Flagg appeared to think deeply and gravely. “Yes… I suppose… if you made it very clear to Peyna… very clear indeed… that any move made against me would be looked upon with royal disfavor. Very great royal disfavor.”
“Oh, I would!” Thomas said eagerly. “I would! So will you stay? Please? If you go, I really will kill myself! I don’t know anything about being a King, and I really will!”
Flagg still stood with his head down, his face deep in shadow, apparently thinking solemnly. He was, in fact, smiling.
But when he raised his head, his face was grave.
“I have served the Kingdom of Delain almost all of my life,” he said, “and I suppose that if you commanded me to stay… to stay and serve you to the best of my abilities…”
“I do so command you!” Thomas cried in a quivering, febrile voice.
Flagg sank to one knee. “My Lord!” he said.
Thomas, sobbing with relief, threw himself into Flagg’s arms. Flagg caught him and held him.

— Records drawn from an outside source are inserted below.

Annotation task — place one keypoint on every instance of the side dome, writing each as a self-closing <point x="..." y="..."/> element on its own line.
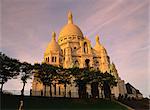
<point x="70" y="29"/>
<point x="53" y="46"/>
<point x="98" y="47"/>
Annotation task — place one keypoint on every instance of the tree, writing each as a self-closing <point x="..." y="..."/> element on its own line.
<point x="81" y="78"/>
<point x="64" y="77"/>
<point x="9" y="68"/>
<point x="26" y="70"/>
<point x="108" y="81"/>
<point x="46" y="74"/>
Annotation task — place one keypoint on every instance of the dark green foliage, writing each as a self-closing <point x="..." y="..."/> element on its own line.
<point x="46" y="103"/>
<point x="9" y="68"/>
<point x="26" y="70"/>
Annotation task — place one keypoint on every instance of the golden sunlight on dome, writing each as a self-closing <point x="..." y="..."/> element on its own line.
<point x="70" y="29"/>
<point x="53" y="45"/>
<point x="98" y="46"/>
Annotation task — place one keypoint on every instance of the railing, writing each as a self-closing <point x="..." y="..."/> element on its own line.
<point x="16" y="92"/>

“Don’t cry, my little Lord King,” he whispered. “All will be well. Yes, all will be very well for you and me and the Kingdom.” His grin widened, showing very white, very strong teeth.
47
Thomas couldn’t sleep a wink the night before he was to be crowned in the Plaza of the Needle, and in the earlymorning hours of that dread day he was seized by a terrible fit of vomiting and diarrhea brought on by nervousness-it was stage fright. Stage fright sounds both silly and comic, but there was nothing either silly or comic about this. Thomas was still only a little boy, and what he felt in the night, when we are all most alone, was an extremity of fear so great that it would not be wrong to call it mortal terror. He rang for a servant and bade him fetch Flagg. The servant, alarmed by Thomas’s pallor and the smell of vomit in the room, ran all the way and hardly waited to be given entry before bursting in and telling Flagg that the young prince was very ill indeed, might even be dying.
Flagg, who had an idea of what the trouble was, told the servant to go and tell his master he would be with him shortly, and to fear nothing. He was there in twenty minutes.
“I can’t go through with it,” Thomas moaned. He had vom-ited in his bed, and the sheets stank of it. “I can’t be King, I can’t, please, you have to stop it from happening, how can I go through with it when I may vomit in front of Peyna and all of them, vomit or… or…”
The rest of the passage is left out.